From 1991 to 1994 she studied at the graduate school of the Tyumen State University. In 1994 she headed the specialized fund "Housing" under the administration of the Yamalo-Nenets Autonomous Okrug. In 2003, she became the secretary of the political council of the Salekhard branch of the United Russia party.

In 2004 she underwent professional retraining at the Academy of National Economy under the Government of the Russia, which later, together with several other universities, was merged into the Russian Academy of National Economy and Public Administration under the President of the Russia.

On 27 March 2005 Zlenko was elected from the United Russia as a member of the State Duma of the YNAO of the IV convocation.

On 14 March 2010 she was re-elected, again from United Russia, to the Legislative Assembly of the Yamalo-Nenets Okrug of the 5th convocation.

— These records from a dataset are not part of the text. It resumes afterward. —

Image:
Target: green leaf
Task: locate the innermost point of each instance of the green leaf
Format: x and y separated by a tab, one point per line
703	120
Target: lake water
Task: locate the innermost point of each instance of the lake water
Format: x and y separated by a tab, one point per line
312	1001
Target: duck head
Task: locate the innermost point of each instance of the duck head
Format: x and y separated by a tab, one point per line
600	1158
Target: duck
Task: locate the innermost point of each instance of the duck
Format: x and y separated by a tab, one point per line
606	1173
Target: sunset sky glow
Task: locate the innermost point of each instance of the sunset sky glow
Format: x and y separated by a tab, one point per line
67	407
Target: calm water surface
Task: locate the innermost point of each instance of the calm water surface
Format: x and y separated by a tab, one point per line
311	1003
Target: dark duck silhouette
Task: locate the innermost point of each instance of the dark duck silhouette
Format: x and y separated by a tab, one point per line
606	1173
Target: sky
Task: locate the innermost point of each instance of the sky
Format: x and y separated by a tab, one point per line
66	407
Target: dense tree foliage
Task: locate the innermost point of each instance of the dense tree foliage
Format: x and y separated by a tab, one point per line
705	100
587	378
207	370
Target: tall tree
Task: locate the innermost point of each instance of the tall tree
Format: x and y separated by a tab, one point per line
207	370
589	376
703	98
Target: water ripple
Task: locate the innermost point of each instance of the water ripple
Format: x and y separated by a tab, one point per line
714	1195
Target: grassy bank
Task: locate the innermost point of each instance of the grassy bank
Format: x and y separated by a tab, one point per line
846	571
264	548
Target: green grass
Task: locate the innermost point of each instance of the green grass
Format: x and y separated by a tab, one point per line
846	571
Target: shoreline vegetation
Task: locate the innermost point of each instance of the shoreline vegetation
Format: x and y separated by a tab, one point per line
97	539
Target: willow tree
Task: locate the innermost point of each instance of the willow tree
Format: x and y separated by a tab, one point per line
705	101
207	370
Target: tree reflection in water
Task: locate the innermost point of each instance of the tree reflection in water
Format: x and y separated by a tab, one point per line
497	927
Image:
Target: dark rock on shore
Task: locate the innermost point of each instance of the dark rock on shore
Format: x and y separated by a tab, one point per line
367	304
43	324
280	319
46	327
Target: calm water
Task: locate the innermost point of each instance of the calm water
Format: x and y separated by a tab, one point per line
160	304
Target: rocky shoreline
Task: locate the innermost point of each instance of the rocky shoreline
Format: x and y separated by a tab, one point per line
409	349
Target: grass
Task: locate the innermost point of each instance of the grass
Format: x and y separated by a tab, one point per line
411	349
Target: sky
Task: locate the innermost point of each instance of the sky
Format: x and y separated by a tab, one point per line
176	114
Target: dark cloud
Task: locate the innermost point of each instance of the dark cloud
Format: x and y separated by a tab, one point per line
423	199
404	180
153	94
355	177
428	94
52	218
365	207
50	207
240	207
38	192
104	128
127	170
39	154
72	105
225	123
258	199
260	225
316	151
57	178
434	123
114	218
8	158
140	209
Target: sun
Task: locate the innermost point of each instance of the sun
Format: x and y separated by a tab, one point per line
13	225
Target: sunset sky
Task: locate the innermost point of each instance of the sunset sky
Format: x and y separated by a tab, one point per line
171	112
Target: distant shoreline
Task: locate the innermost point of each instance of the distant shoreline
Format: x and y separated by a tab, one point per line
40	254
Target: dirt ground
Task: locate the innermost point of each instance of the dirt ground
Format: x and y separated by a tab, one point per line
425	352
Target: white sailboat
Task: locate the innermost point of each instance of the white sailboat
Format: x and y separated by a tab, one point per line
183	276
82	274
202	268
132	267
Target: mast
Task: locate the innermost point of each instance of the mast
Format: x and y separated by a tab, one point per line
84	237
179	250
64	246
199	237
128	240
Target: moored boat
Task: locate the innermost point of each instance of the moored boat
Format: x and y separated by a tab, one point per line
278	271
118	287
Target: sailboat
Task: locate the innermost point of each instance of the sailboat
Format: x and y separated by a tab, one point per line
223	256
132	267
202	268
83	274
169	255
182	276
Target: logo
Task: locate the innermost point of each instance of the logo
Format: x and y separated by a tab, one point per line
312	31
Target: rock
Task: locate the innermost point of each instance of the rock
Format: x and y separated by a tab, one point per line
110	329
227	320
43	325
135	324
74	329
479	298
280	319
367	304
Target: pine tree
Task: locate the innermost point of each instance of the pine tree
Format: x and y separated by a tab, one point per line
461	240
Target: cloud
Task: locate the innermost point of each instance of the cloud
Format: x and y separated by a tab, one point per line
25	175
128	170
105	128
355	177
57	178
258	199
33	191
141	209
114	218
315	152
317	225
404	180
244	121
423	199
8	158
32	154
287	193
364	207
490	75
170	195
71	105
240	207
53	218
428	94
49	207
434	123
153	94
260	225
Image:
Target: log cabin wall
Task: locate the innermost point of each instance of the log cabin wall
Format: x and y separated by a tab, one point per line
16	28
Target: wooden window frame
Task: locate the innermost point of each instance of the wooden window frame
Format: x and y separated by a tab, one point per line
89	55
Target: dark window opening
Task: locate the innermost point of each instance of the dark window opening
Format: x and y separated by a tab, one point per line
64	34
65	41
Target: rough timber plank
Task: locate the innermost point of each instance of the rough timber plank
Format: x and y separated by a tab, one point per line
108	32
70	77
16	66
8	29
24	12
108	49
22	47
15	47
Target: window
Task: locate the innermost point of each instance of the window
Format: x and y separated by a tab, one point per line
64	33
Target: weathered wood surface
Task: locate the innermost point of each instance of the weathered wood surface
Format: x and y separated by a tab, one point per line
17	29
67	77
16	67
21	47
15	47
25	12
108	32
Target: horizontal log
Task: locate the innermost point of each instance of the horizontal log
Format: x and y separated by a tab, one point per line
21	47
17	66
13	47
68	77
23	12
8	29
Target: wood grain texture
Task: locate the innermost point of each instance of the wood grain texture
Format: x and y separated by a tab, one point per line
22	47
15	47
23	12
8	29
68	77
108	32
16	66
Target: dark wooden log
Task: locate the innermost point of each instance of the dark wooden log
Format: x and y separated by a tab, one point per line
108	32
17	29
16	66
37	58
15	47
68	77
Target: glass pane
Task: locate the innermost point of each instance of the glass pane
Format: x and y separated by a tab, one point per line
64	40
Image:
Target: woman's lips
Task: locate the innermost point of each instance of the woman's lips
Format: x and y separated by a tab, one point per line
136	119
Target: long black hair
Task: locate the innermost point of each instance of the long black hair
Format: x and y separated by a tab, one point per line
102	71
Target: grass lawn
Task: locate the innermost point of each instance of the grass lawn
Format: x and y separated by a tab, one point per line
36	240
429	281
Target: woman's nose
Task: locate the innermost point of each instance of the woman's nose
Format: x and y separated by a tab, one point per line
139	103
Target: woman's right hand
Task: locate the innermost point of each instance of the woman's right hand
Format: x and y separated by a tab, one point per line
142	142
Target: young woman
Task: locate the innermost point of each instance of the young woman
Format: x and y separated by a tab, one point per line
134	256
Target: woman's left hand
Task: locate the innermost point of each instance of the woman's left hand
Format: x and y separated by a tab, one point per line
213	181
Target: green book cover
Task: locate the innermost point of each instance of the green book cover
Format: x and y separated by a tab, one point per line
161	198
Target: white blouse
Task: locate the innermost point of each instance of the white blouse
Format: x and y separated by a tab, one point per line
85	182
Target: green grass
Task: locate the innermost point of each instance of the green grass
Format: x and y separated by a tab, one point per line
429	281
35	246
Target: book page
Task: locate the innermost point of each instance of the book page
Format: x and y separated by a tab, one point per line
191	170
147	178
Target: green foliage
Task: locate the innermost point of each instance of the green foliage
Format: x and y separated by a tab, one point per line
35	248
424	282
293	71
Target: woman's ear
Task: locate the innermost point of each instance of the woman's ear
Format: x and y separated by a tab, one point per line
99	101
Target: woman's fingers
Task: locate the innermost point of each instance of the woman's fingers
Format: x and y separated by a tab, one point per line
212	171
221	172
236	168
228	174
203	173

On 13 September 2015 she was re-elected to the Yamalo-Nenets Parliament of the VI convocation, however she resigned ahead of schedule.

In the Legislative Assembly of the fifth and sixth convocations, she was the deputy chairman.

On 10 September 2018 Zleno was vested with the powers of a member of the Federation Council – a representative from the executive authority of the Yamalo-Nenets Autonomous Okrug.

At a meeting with the governor of the Yamalo–Nenets Autonomous Okrug, Dmitry Artyukhov, she named support for such infrastructure projects as the Northern Latitudinal Railway and the Northern Latitudinal Railway – 2, as well as the development of the social sphere, among the priority areas of her work in the upper house of the Federal Assembly.